If I didn’t clamp the work piece and backer tight enough they would move mid-cut. If I cranked the clamp too tight the work piece would not sit flat against the table. So after a quick trip for my local woodcraft store (an hour away) I returned with a few toggle clamps and devised a more robust coping sled:










The outside two clamps hold the work piece and the center one holds a backer. I set up one of my feather boards as a stop and run a few tests:










After a few tweaks to the bit height (the micro adjust of the 1617 worked great for this) the 1st part of the tenon is cut:










After passing all 12 rails at the same height I proceed to cutting the other side of the tenon. Since this bit only has a 5/32” kerf it takes a few passes. But the results are worth it and the sled produces repeatable results.

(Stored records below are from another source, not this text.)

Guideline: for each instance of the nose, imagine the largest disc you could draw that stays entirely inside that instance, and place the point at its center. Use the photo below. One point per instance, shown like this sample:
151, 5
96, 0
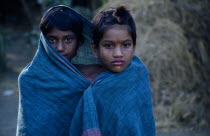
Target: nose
117, 52
60, 46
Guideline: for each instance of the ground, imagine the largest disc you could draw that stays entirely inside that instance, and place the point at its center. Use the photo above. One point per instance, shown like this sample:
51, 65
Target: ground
19, 55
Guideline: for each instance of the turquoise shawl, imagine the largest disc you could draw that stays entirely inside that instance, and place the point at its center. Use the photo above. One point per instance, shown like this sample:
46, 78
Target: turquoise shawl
55, 99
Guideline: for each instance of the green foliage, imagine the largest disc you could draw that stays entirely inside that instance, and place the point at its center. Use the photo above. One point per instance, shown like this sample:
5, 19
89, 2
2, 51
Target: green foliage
2, 54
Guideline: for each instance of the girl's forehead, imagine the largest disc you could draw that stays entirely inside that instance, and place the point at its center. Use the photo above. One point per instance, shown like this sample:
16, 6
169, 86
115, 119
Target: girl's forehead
117, 31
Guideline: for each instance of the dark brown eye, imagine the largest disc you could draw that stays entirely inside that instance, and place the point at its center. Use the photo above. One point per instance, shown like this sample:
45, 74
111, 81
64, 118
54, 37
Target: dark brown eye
69, 39
51, 40
126, 45
108, 45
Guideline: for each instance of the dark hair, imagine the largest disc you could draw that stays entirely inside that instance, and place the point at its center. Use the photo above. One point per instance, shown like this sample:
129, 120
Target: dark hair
109, 17
62, 18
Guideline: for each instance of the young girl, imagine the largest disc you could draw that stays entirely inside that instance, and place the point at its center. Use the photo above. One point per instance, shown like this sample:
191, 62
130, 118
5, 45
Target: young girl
51, 86
119, 101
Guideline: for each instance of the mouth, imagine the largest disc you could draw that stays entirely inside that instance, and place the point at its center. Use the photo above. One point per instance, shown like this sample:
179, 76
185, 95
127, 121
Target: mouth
118, 62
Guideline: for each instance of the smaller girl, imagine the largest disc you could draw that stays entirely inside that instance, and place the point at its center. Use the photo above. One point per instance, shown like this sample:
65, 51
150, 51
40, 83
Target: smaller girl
119, 101
114, 38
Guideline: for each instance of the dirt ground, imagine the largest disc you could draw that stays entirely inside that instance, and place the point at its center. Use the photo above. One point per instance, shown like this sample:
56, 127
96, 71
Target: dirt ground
19, 55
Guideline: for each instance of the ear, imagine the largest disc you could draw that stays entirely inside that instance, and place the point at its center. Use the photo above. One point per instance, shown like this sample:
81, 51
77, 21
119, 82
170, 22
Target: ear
95, 50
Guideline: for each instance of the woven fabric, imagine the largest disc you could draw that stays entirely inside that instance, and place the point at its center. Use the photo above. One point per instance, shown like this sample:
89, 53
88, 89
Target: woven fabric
117, 104
57, 100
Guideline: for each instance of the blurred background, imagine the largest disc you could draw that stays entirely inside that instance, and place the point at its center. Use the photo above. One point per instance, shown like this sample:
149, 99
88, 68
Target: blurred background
173, 41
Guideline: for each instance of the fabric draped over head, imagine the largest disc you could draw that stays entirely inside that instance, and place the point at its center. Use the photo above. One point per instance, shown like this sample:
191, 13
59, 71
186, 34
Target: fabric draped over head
55, 99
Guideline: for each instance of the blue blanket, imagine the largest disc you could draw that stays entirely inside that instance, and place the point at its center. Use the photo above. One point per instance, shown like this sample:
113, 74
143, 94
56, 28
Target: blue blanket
116, 104
57, 100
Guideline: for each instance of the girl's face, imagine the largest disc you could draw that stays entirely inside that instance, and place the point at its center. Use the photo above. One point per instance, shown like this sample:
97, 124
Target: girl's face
65, 42
115, 49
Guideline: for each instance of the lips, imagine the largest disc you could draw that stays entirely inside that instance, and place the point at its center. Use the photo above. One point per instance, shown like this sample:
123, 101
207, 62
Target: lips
118, 62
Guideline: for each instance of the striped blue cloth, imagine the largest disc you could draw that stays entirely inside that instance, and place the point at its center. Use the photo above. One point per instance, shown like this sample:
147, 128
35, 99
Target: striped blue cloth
116, 104
55, 99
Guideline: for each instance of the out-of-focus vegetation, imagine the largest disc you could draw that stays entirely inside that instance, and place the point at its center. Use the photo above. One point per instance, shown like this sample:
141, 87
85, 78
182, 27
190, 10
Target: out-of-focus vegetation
173, 41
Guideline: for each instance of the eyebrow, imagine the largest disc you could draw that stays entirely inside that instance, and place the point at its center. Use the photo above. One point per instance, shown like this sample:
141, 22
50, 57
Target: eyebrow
54, 36
127, 40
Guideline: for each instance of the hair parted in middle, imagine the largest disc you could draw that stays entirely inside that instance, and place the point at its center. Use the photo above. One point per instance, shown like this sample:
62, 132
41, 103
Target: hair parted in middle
106, 18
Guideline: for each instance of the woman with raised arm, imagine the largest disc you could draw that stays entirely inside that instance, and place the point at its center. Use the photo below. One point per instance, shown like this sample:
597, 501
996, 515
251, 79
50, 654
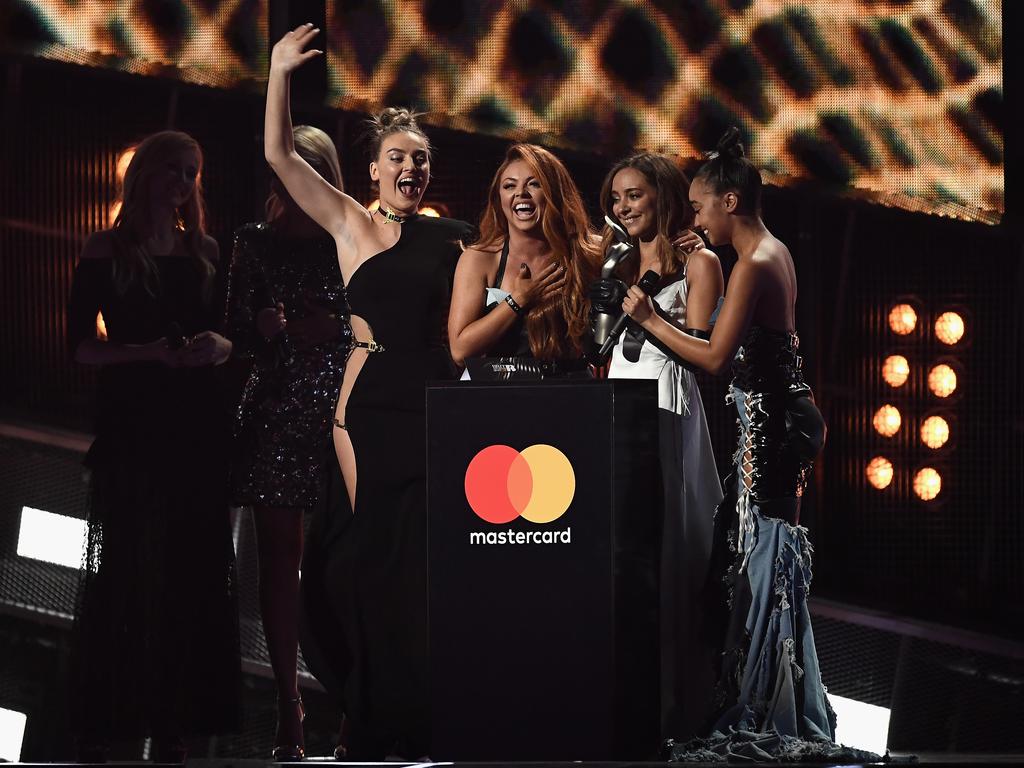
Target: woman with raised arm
520, 291
646, 194
769, 698
156, 636
286, 315
364, 613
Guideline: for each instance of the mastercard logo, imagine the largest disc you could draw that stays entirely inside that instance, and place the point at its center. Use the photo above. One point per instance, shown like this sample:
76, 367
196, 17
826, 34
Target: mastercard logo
537, 483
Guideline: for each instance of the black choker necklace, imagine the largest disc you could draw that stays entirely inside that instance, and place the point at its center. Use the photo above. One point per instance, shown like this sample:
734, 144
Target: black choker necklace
391, 215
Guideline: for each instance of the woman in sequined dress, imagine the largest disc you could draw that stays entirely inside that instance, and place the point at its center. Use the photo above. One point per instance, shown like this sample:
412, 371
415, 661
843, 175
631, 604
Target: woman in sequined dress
286, 313
769, 704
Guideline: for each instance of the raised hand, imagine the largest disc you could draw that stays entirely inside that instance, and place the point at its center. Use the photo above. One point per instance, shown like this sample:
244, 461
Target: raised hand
289, 53
208, 348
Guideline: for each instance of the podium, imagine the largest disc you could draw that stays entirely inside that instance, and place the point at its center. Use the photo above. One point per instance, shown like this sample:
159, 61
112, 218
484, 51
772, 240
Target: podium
544, 512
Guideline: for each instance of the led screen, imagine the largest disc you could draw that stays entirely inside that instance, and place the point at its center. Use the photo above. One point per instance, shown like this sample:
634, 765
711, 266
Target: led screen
899, 101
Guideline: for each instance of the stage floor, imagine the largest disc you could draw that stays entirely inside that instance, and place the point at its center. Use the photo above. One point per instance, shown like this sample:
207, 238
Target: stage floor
921, 759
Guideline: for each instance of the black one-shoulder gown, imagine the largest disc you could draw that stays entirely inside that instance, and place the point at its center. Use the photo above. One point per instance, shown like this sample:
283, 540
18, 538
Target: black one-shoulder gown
364, 579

Here’s the bottom rail with a completed tenon:










A test fit is looking good:










So the rest of the rails get cut in the same fashion. 

Here’s a middle rail all cut up:










And the fit:










And the top rail (note the extra grove for the top panel):










And the fit:










The last cut needed is a rabbet for the ½” MDF bottom. After a few passes with the same slot cutter and same fence setting I have a ¼” x ½” rabbet in the bottom rails:










A quick mock up shows the ½” MDF should fit nicely:










Next I cut the ply panels on my not so accurate table saw. The good news is I don’t need too much precision. I cut the panels ¼” smaller on both sides for 1/16” wiggle room on all 4 sides. A quick dry fit of a panel shows everything goes together square:










So I break out the Titebond III and clamps and get to it:


----------



## Nickbee (Nov 1, 2007)

After the 1st clamps come off the joints are looking good:










So I keep going gluing up the bottom panels 1st all the way around. The top rails are installed dry to help line everything up:










I’m amazed at how square everything falls into place. Here’s a pic of the final side panel getting glued in:










Here’s a shot of an inside bottom corner:










After all the side panels are in place the top rails and panel go on last. But here’s a slight flaw of this design. Because of how the top panel sits in the groves of the rails a small notch will have to be cut away in each corner before final assembly:










For this I use a fine tooth jig saw:










After a few swipes of a sandpaper the “design flaw” is fixed:










Before the top gets placed on the stand a ½” MDF doubler gets glued to the underside of the top ply panel for support. 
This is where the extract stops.